Attention toutefois : la valeur nutritive réelle d'un sous-produit varie du simple au double selon son origine et son mode de fabrication. Un son de riz artisanal mal dégraissé n'a rien à voir avec un son industriel.

5. Caler le calendrier de reproduction sur celui de l'herbe

En zone tropicale, le problème central n'est pas la quantité annuelle de fourrage : c'est la soudure de saison sèche. Une femelle qui met bas au pic de la saison sèche exige une complémentation coûteuse au pire moment. La même femelle qui met bas quand l'herbe repousse couvre ses besoins presque seule.

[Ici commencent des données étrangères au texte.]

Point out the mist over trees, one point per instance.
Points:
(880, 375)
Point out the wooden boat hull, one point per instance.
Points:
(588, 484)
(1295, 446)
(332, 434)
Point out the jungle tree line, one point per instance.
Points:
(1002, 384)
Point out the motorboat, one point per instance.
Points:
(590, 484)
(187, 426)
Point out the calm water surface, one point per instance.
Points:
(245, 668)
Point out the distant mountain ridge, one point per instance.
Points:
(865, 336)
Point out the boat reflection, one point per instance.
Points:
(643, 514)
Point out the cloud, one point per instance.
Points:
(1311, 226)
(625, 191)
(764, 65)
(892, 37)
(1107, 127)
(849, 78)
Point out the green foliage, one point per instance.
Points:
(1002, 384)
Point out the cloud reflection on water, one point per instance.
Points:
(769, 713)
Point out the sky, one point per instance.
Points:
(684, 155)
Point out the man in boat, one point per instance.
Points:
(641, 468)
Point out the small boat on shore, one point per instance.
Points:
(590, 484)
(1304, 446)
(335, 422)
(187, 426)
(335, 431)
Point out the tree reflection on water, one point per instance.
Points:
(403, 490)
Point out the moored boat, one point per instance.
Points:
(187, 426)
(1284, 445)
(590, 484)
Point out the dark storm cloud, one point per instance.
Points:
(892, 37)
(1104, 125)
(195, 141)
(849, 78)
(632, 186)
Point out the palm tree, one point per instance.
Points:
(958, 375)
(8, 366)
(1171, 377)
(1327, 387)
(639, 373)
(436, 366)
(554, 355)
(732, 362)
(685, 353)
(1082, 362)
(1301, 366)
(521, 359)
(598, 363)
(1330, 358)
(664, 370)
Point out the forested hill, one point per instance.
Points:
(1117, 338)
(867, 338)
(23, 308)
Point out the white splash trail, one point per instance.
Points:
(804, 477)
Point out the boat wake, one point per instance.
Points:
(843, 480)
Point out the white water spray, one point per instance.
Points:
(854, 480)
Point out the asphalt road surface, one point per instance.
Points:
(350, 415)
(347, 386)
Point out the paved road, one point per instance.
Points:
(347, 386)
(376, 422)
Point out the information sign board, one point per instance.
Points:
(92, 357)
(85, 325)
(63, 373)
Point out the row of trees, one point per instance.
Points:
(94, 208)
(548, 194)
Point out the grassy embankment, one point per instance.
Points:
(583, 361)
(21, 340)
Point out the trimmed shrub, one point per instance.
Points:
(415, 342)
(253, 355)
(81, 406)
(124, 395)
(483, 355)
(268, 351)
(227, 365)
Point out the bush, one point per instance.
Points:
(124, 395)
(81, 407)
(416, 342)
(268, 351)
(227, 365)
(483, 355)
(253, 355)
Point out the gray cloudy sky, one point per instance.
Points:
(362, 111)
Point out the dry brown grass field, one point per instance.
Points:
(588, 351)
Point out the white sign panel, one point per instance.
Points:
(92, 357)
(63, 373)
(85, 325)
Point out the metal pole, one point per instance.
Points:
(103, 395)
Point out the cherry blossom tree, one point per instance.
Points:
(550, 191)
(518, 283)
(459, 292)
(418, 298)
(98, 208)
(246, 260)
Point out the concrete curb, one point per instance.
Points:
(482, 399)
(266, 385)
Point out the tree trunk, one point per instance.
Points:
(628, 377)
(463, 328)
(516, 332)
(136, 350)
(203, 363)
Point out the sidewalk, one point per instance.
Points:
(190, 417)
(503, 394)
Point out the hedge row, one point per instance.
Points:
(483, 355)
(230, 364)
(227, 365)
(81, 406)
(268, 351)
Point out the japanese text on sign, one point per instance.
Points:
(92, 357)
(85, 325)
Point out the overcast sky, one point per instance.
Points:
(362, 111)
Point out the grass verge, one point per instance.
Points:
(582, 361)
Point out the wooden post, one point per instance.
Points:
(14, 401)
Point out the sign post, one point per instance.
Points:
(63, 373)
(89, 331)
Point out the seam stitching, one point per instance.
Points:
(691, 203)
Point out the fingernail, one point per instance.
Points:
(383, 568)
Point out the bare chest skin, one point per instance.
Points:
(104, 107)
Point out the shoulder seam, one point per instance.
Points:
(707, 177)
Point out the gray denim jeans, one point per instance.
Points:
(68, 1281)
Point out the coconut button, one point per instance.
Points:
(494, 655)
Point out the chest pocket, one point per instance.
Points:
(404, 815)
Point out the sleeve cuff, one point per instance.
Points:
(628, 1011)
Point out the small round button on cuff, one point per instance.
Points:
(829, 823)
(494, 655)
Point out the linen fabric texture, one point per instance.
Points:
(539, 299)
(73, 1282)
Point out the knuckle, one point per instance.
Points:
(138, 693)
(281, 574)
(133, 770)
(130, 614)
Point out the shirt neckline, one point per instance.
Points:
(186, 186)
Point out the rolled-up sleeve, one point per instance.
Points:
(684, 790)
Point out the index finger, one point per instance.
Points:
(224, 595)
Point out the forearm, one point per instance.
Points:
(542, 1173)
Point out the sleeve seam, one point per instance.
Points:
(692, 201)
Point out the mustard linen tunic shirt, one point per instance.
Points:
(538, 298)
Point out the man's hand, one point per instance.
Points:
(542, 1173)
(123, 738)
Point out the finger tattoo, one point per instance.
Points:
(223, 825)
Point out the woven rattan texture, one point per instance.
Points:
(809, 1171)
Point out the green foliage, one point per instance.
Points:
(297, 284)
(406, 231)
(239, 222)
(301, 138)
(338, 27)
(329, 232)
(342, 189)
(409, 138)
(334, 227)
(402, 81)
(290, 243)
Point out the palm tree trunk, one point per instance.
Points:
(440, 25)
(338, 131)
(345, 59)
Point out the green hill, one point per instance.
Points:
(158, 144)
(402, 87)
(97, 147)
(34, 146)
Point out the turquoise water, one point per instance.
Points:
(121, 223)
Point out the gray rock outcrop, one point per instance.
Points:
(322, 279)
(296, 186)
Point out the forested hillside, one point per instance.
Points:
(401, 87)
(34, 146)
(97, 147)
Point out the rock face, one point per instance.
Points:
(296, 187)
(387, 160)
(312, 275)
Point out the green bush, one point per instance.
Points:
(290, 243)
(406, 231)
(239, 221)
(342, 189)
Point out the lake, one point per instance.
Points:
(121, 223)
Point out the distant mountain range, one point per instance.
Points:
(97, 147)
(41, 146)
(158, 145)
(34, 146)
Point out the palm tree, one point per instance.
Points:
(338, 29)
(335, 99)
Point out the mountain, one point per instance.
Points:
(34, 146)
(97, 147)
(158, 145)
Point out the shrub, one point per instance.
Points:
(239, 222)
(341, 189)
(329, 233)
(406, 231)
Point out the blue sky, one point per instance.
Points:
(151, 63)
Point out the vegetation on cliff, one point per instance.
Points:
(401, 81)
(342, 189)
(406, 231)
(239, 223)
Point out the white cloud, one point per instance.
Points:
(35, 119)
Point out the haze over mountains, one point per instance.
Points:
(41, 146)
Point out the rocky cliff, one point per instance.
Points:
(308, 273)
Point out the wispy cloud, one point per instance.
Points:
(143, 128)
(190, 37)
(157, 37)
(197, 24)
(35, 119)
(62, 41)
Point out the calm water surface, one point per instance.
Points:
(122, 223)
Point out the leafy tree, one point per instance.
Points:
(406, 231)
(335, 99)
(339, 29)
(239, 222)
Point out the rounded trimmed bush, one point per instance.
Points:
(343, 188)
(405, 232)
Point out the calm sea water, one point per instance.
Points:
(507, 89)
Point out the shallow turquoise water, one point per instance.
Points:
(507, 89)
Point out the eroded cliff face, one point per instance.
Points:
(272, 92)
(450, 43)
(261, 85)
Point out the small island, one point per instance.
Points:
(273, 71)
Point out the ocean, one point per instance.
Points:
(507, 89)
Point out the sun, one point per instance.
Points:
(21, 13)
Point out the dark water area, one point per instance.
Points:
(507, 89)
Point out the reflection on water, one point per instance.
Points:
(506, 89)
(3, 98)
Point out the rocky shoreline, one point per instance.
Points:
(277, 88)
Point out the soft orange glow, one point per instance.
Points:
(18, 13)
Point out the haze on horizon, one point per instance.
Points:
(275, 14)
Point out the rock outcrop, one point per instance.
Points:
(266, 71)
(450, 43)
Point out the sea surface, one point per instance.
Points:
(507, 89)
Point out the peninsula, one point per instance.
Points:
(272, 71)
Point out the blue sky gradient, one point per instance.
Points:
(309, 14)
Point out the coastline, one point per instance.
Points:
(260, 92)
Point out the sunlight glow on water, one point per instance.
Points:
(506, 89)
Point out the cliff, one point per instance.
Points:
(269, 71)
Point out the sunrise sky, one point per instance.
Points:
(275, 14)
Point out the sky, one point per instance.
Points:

Décaler les saillies de quelques semaines ne coûte rien et supprime une dépense entière. C'est le levier le plus rentable — et le plus souvent négligé, parce qu'il suppose de savoir quand chaque femelle a été saillie.

6. Ne pas laisser un manque de minéral bloquer tout le reste

Le déséquilibre minéral est la fuite invisible des rations à base de résidus. Le Mémento donne un cas typique : une vache zébu de 300 kg nourrie à la paille de riz complétée de tourteau d'arachide et de farine basse de riz reçoit 14 g de calcium pour un besoin de 33 g, alors que le phosphore est largement excédentaire à 49 g pour 19,5 g de besoin.

Le résultat, c'est une ration coûteuse dont l'effet est plafonné par l'élément le moins cher de tous. Une pierre à lécher ou un complément minéral bien choisi coûte une fraction du tourteau et débloque son efficacité.

7. Recalculer quand les prix bougent

Une ration optimale est optimale à un instant donné, avec les prix du moment. Quand le tourteau de coton double après une mauvaise campagne cotonnière, la ration économique d'hier devient la plus chère. Recalculer deux ou trois fois par an, plutôt que de garder la même recette par habitude, est une discipline simple qui se paie toute seule.

C'est le principe de BangFeed, qui recalcule la formule selon le prix réel de vos ingrédients — l'application couvre aujourd'hui les monogastriques : porcs, poulets, lapins, dindes et poissons. Pour les ruminants, le raisonnement présenté ici reste manuel, mais il repose sur la même logique : partir de ce qui est disponible et de son prix du jour. Voir aussi notre article sur la formulation d'un aliment équilibré.

Ce qu'il faut retenir

Sur un troupeau de ruminants, l'économie ne vient presque jamais d'un achat plus malin : elle vient de l'ordre dans lequel on active les leviers. D'abord ce qui ne coûte que du travail — conduite du pâturage, stockage des fanes, calendrier de reproduction. Ensuite seulement l'achat, ciblé sur les bons animaux et comparé au prix de l'unité nutritive.